En pratique, une clause statutaire spécifique peut utilement encadrer ou interdire les installations photovoltaïques, notamment en prohibant toute commercialisation directe d'électricité. À défaut, le régime d'exonération partielle risque d'être compromis, en totalité ou sur la fraction du patrimoine concernée.
– L'engagement de conservation est-il compatible avec la revente des parts ? – La réponse est négative. La cession des parts pendant la période de conservation (cinq ou dix-huit ans selon les cas) entraîne la remise en cause de l'exonération, sauf si elle intervient au profit d'un coïndivisaire, d'un autre héritier ou d'un ayant droit remplissant les mêmes conditions.
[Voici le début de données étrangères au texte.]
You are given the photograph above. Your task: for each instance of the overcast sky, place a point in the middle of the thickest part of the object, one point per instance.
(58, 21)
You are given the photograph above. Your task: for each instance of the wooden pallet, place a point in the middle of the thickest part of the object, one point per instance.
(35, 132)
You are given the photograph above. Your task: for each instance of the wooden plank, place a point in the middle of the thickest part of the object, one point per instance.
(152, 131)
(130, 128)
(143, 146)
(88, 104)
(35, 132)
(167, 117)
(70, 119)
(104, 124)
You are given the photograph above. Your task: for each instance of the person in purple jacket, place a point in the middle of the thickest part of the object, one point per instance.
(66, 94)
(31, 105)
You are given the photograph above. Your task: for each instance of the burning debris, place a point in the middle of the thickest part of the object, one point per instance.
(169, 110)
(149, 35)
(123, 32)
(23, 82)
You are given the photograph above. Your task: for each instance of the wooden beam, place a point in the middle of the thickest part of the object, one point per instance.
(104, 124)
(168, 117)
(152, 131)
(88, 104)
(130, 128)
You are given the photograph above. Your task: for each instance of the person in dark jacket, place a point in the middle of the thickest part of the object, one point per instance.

Le notaire doit formaliser l'engagement par acte authentique, informer les parties sur les délais et vérifier le respect des obligations pendant toute la durée de l'engagement.
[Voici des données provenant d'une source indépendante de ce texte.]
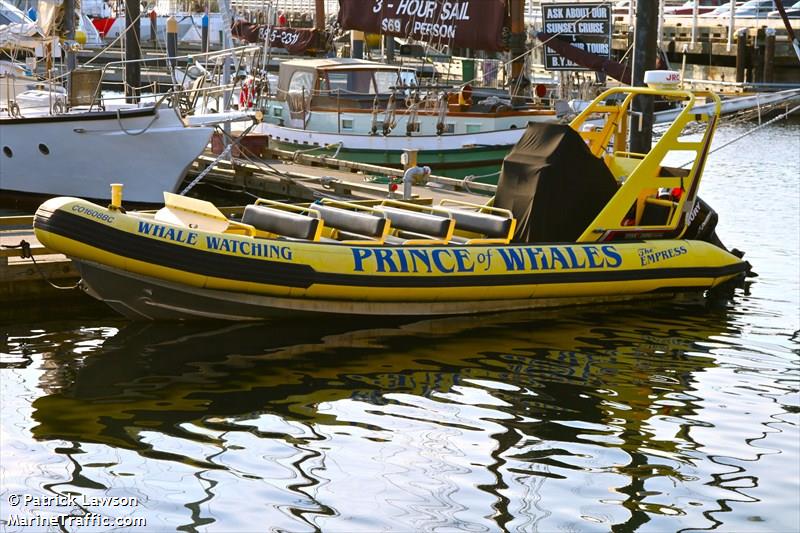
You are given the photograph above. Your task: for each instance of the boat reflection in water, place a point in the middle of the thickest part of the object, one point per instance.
(517, 421)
– Peut-on restructurer le GFA sans remise en cause de l'exonération ? – La réponse est positive, sous conditions strictes. La jurisprudence770 rappelle que les modifications postérieures à une transmission (restructuration, changement de bénéficiaire) ne remettent pas en cause l'exonération, à condition que les engagements initiaux (durée de conservation, vocation agricole) soient respectés. Toute modification des statuts ou de la vocation des biens doit ainsi rester conforme aux exigences de l'article 793 du CGI.